1. Univariate statistics - mean, median, mode: Univariate statistics is the analysis of a single variable. Mean, median, and mode are measures of central tendency used to describe the central location of a dataset.

2. Standard deviation and variance: Standard deviation and variance are measures of variability used to describe how spread out a dataset is.

3. Covariance and correlation: Covariance and correlation are measures of how two variables are related to each other. Correlation is a standardized measure of covariance.

4. Population and sample: A population is the entire group of individuals or objects that you're interested in studying. A sample is a subset of the population.

5. Nominal, ordinal, and continuous, discrete data types: These are different types of data. Nominal data is categorical data that has no order or hierarchy. Ordinal data is categorical data that has an order or hierarchy. Continuous data is numerical data that can take on any value within a range. Discrete data is numerical data that can only take on certain values.

6. Outliers: An outlier is a data point that is significantly different from the other data points in the dataset.

7. The Simpson’s Paradox: The Simpson's Paradox is a phenomenon where a trend appears in different groups of data but disappears or reverses when the groups are combined.

8. Selection Bias: Selection bias is a bias introduced when the sample selection process is not random.

 

2️⃣ Probability and Distributions



9. The Bayes Theorem: The Bayes Theorem is a mathematical formula used to update the probability of a hypothesis based on new evidence.

10. Conditional probability: Conditional probability is the probability of an event occurring given that another event has already occurred.
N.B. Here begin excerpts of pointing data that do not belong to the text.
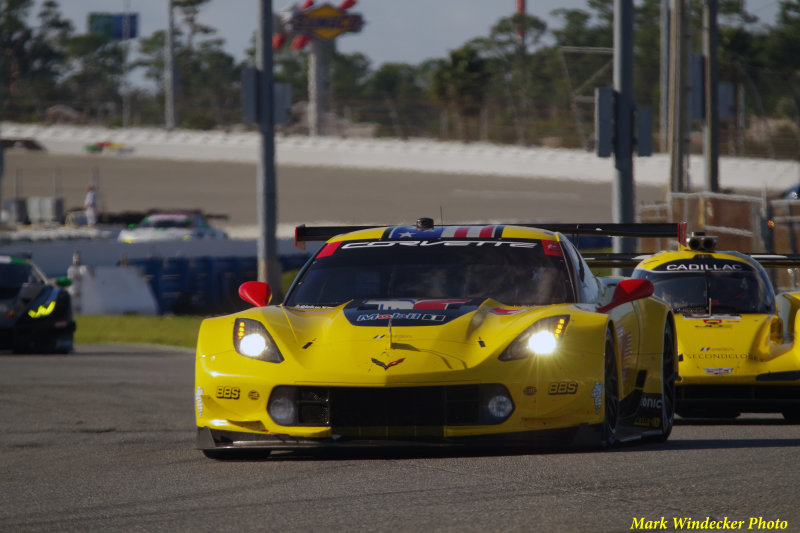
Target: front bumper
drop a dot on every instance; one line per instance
(582, 435)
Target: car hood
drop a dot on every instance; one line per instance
(416, 336)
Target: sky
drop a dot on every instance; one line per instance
(405, 31)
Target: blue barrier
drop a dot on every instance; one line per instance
(203, 285)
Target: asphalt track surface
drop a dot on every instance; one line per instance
(309, 194)
(103, 440)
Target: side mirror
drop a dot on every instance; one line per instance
(628, 290)
(257, 293)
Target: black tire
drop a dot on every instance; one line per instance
(792, 417)
(610, 394)
(668, 394)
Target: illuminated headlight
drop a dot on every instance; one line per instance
(541, 338)
(251, 339)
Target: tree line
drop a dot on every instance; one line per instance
(524, 83)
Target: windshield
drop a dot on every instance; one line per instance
(711, 292)
(14, 275)
(514, 273)
(167, 221)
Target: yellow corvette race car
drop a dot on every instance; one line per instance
(438, 335)
(736, 346)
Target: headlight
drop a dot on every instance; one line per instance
(540, 339)
(251, 339)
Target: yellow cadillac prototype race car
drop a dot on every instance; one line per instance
(438, 335)
(736, 338)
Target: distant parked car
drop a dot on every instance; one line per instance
(35, 313)
(792, 193)
(171, 226)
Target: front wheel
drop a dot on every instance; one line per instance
(610, 395)
(667, 384)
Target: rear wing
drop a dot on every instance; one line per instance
(777, 260)
(305, 233)
(631, 260)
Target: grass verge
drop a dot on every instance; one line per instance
(169, 330)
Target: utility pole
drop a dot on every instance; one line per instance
(318, 85)
(269, 268)
(711, 129)
(663, 112)
(169, 71)
(126, 35)
(678, 85)
(623, 193)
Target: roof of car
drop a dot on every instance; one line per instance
(658, 260)
(492, 231)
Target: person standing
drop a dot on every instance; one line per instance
(90, 205)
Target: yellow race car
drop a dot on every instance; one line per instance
(438, 335)
(735, 336)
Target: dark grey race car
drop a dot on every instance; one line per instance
(35, 314)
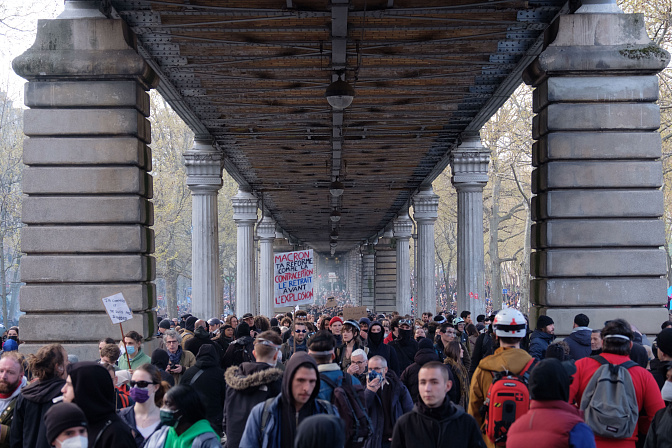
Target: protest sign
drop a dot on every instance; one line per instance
(117, 308)
(293, 278)
(354, 312)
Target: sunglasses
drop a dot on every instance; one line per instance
(141, 384)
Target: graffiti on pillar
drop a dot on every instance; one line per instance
(293, 278)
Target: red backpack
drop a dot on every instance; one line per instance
(508, 398)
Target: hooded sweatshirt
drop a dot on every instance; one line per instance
(94, 394)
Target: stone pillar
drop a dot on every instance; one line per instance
(266, 233)
(403, 229)
(469, 166)
(87, 209)
(204, 179)
(597, 232)
(245, 215)
(368, 276)
(386, 275)
(425, 212)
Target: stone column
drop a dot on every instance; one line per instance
(245, 215)
(425, 212)
(368, 276)
(403, 229)
(266, 233)
(87, 210)
(204, 179)
(469, 166)
(597, 232)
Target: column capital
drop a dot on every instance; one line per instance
(204, 167)
(403, 226)
(426, 206)
(266, 229)
(469, 162)
(244, 208)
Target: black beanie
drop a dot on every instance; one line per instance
(62, 416)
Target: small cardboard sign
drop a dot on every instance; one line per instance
(117, 308)
(354, 313)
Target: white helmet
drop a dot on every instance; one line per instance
(510, 323)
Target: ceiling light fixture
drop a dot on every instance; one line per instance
(340, 94)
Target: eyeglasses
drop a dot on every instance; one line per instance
(141, 384)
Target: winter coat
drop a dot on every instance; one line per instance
(511, 359)
(649, 399)
(27, 430)
(448, 425)
(401, 404)
(205, 440)
(210, 384)
(410, 376)
(556, 422)
(660, 431)
(579, 343)
(249, 384)
(272, 435)
(539, 342)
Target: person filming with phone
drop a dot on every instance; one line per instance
(387, 399)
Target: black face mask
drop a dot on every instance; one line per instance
(376, 338)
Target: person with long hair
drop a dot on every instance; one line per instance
(184, 423)
(48, 367)
(459, 393)
(147, 390)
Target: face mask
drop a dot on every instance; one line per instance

11. Normal distribution: The normal distribution is a bell-shaped curve that is used to model many real-world phenomena.

12. Uniform distribution: The uniform distribution is a probability distribution where all outcomes are equally likely.

13. Bernoulli distribution: The Bernoulli distribution is a probability distribution that models a single trial with two possible outcomes.

14. Binomial distribution: The binomial distribution is a probability distribution that models the number of successes in a fixed number of trials.

15. Geometric distribution: The geometric distribution is a probability distribution that models the number of trials needed to get the first success.

16. Poisson distribution: The Poisson distribution is a probability distribution that models the number of events occurring in a fixed interval of time or space.

17. Exponential distribution: The exponential distribution is a probability distribution that models the time between events occurring in a Poisson process.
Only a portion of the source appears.